Berita Jepang | Japanesestation.com

Delapan pasien telah meninggal dunia setelah menderita infeksi bakteri yang tahan terhadap beragam obat-obatan di sebuah rumah sakit di Kagoshima, di barat daya Jepang, di mana tujuh orang pasien lain juga terinfeksi bakteri yang serupa, menurut rumah sakit tersebut, Jumat lalu (3/8/18).

Dari 15 pasien yang terinfeksi, MDR Acinetobacter terdeteksi pada 5 pasien yang masuk RS antara April tahun lalu dan April tahun ini, dan sebuah bakteri dengan ciri-ciri yang serupa terdeteksi dari 10 pasien yang masuk sejak September 2016, menurut RS tersebut.

8 Orang Meninggal Di Rumah Sakit Jepang Setelah Terinfeksi Bakteri Yang Tahan Terhadap Obat-obatan
Source : https://mainichi.jp/english/articles/20180803/p2g/00m/0dm/071000c

MDR Acinetobacter dapat menyebabkan infeksi serius di paru-paru dan darah di wilayah tubuh lain dan sulit untuk diobati karena tahan terhadap sebagian besar agen antimikroba yang ada. Bakteri ini dapat ditemukan pada kulit manusia dan tempat lain di lingkungan yang lembab, dan dikatakan bahwa pembersihan tempat-tempat tersebut dengan dengan alkohol dapat membantu mencegahnya

Infeksi di rumah sakit oleh MDR Acinetobacter sering mengambil nyawa mereka yang dirawat di rumah sakit untuk penyakit lain di masa lalu.

Antara Februari 2009 dan Oktober 2010, 60 orang di Rumah Sakit Universitas Teikyo di Tokyo terinfeksi MDR Acinetobacter dan 35 di antaranya meninggal.

Empat orang juga meninggal di Rumah Sakit Universitas Fukuoka di Jepang barat daya antara Oktober 2008 dan Januari 2009 setelah terinfeksi.

"Kami akan mempertimbangkan untuk memeriksa rumah sakit berdasarkan undang-undang perawatan medis," kata menteri kesehatan Katsunobu Kato dalam menanggapi kemunculan terbaru bakteri ini.

Pada 2017, Organisasi Kesehatan Dunia mencatat Acinetobacter di antara patogen yang tahan terhadap antibiotik yang menimbulkan "ancaman terbesar bagi kesehatan manusia."

Bakteri, di antara kelompok prioritas utama, menimbulkan ancaman tertentu di rumah sakit dan rumah jompo, dan dapat menyebabkan infeksi yang parah dan sering mematikan, menurut organisasi.

WHO mengatakan resistensi antimikroba, secara umum, menyebar melalui penyalahgunaan dan penggunaan antimikroba yang berlebihan.
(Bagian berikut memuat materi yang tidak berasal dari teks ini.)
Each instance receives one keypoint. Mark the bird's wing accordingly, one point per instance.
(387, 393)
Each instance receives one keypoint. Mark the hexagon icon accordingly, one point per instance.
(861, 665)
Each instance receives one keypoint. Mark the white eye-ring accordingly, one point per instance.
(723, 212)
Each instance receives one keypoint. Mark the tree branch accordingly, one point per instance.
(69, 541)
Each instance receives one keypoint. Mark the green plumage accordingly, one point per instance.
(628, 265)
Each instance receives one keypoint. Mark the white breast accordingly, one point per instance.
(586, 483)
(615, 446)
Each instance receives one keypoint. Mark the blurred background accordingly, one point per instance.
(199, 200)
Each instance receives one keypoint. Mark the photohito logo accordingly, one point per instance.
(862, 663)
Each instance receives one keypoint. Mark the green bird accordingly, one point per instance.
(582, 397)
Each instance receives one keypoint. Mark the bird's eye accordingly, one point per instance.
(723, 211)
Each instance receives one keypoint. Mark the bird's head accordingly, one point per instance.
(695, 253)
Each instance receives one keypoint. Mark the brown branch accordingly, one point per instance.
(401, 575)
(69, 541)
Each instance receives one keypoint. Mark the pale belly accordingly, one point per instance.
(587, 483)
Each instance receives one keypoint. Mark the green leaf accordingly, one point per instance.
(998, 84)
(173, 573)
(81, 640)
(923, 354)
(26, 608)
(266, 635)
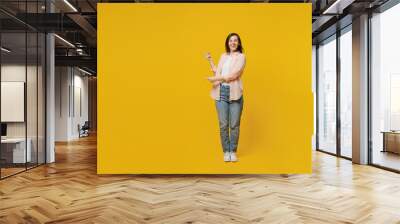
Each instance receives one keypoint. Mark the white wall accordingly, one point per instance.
(71, 93)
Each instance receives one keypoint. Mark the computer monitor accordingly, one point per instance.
(3, 130)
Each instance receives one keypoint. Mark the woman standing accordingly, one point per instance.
(227, 91)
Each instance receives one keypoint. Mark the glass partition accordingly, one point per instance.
(346, 93)
(327, 95)
(22, 78)
(385, 89)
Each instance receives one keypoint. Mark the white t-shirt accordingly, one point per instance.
(225, 68)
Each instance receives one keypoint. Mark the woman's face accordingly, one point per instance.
(233, 43)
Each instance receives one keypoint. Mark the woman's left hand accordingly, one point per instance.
(214, 78)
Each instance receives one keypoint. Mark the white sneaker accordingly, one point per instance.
(233, 157)
(227, 157)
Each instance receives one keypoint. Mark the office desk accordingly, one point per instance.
(13, 150)
(391, 141)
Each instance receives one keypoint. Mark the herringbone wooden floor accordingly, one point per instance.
(70, 191)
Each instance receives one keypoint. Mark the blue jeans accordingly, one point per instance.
(229, 113)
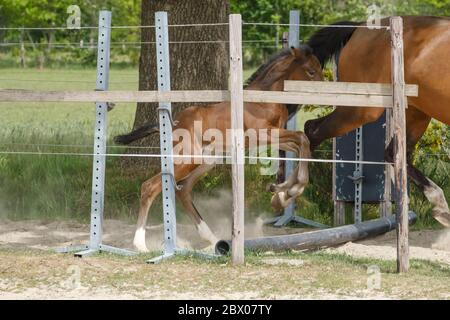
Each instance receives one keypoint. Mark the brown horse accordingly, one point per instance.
(365, 56)
(293, 64)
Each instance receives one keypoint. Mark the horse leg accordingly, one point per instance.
(150, 189)
(339, 122)
(285, 193)
(417, 123)
(185, 196)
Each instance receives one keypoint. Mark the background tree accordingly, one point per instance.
(194, 66)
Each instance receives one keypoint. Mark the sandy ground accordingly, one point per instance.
(33, 275)
(425, 245)
(433, 245)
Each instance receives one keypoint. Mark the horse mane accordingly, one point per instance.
(330, 40)
(265, 67)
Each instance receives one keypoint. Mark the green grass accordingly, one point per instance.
(54, 187)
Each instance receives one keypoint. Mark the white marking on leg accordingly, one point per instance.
(139, 240)
(205, 233)
(436, 196)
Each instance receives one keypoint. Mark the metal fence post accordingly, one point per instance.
(100, 139)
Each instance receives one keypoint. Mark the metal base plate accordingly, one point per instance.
(85, 251)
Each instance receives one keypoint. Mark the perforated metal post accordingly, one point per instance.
(358, 175)
(165, 125)
(294, 41)
(166, 143)
(100, 139)
(289, 213)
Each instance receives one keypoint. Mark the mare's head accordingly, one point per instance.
(289, 64)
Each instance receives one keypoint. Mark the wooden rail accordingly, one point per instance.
(298, 92)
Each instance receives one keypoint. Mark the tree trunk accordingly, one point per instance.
(193, 66)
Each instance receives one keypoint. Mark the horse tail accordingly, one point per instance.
(139, 133)
(330, 40)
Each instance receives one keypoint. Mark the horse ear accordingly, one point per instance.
(302, 54)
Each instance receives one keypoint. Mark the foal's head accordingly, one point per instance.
(290, 64)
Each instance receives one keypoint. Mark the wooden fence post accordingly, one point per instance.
(400, 166)
(237, 136)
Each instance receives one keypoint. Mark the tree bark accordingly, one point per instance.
(193, 66)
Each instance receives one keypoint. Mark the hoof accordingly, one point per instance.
(442, 217)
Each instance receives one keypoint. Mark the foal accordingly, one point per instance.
(292, 64)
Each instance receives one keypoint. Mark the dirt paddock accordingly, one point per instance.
(29, 269)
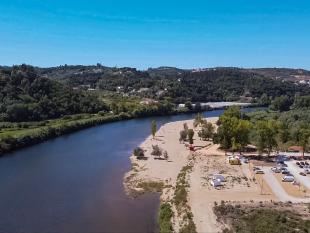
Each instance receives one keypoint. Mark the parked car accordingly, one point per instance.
(276, 169)
(285, 172)
(259, 172)
(288, 179)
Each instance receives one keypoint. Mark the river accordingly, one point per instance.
(74, 183)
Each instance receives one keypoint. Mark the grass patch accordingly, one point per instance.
(180, 201)
(151, 186)
(164, 218)
(260, 220)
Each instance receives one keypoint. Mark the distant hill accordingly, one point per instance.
(27, 96)
(209, 84)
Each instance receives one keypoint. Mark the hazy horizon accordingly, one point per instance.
(143, 34)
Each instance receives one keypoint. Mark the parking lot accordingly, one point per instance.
(288, 179)
(295, 170)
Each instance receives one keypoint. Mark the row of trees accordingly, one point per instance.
(187, 134)
(24, 96)
(236, 131)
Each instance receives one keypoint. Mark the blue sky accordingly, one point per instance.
(142, 34)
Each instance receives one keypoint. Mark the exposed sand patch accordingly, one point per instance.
(205, 161)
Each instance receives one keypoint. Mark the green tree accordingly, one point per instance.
(138, 152)
(206, 131)
(153, 128)
(183, 136)
(281, 103)
(190, 134)
(157, 151)
(303, 137)
(189, 105)
(198, 120)
(197, 107)
(266, 132)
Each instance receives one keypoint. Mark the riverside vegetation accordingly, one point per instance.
(38, 104)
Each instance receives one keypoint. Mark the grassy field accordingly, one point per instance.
(22, 134)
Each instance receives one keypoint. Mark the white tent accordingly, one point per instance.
(218, 177)
(216, 183)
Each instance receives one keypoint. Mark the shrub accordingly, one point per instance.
(138, 152)
(164, 218)
(157, 151)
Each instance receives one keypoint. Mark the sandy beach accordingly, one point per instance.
(205, 161)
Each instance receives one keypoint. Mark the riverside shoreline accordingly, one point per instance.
(195, 168)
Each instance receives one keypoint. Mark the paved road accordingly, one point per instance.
(294, 169)
(278, 189)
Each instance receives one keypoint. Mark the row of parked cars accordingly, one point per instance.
(305, 166)
(282, 168)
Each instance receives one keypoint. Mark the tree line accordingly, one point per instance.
(268, 131)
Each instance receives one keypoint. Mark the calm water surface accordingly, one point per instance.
(74, 183)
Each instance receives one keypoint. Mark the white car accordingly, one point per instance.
(288, 179)
(259, 172)
(307, 171)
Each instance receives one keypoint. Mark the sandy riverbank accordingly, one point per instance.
(204, 162)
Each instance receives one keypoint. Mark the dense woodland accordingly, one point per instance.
(33, 94)
(24, 96)
(268, 130)
(37, 104)
(179, 85)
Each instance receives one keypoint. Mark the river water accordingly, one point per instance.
(74, 183)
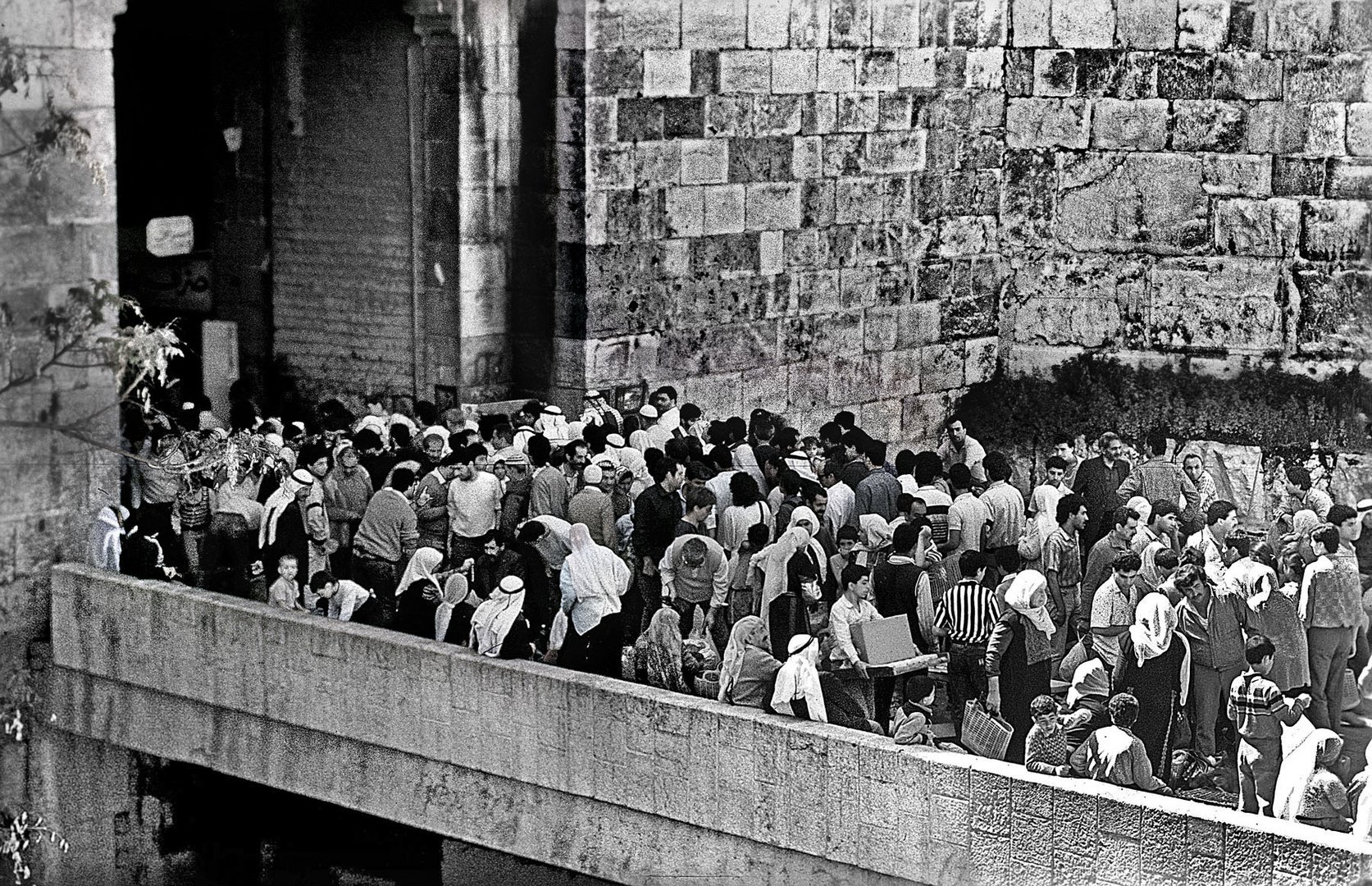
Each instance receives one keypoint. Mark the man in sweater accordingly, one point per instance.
(385, 539)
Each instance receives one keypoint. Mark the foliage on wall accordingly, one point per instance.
(1280, 412)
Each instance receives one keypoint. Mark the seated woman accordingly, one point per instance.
(499, 626)
(797, 692)
(658, 653)
(748, 669)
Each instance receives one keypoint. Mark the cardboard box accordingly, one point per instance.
(884, 641)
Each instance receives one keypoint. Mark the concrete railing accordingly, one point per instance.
(855, 804)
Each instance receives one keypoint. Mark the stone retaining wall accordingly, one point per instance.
(608, 778)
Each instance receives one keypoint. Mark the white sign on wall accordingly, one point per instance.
(173, 235)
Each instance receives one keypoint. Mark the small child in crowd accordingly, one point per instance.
(285, 593)
(1046, 747)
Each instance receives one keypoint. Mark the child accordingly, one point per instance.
(1258, 710)
(847, 541)
(285, 591)
(1115, 755)
(913, 726)
(1046, 747)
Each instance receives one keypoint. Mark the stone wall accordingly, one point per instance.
(864, 203)
(607, 778)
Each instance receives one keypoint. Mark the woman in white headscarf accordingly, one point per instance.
(417, 593)
(283, 523)
(499, 627)
(748, 669)
(1043, 505)
(1019, 655)
(1155, 667)
(107, 537)
(797, 690)
(593, 582)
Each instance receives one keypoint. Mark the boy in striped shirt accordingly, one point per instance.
(964, 614)
(1258, 710)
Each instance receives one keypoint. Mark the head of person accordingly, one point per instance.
(287, 567)
(403, 479)
(1127, 569)
(1111, 446)
(1165, 563)
(1190, 581)
(1260, 653)
(876, 453)
(699, 502)
(1124, 710)
(972, 565)
(1162, 518)
(1072, 512)
(1125, 522)
(919, 690)
(1044, 712)
(998, 467)
(1192, 465)
(324, 585)
(667, 473)
(959, 477)
(1223, 518)
(1347, 518)
(1325, 539)
(856, 581)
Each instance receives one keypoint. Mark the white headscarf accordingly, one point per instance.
(456, 591)
(493, 620)
(1019, 597)
(799, 679)
(1153, 631)
(107, 537)
(422, 567)
(279, 501)
(750, 630)
(597, 578)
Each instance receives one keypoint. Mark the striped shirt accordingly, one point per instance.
(969, 612)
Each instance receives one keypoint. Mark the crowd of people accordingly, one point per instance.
(738, 557)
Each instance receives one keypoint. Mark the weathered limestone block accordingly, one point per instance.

Untuk mengatasi resistensi, organisasi tersebut menghimbau pencegahan infeksi yang lebih baik dan penggunaan antibiotik yang tepat pada manusia dan hewan.

Pada 2013, Jepang berusaha mengurangi penggunaan antibakterinya hingga dua pertiga tingkat saat itu, sampai sebelum tahun 2020.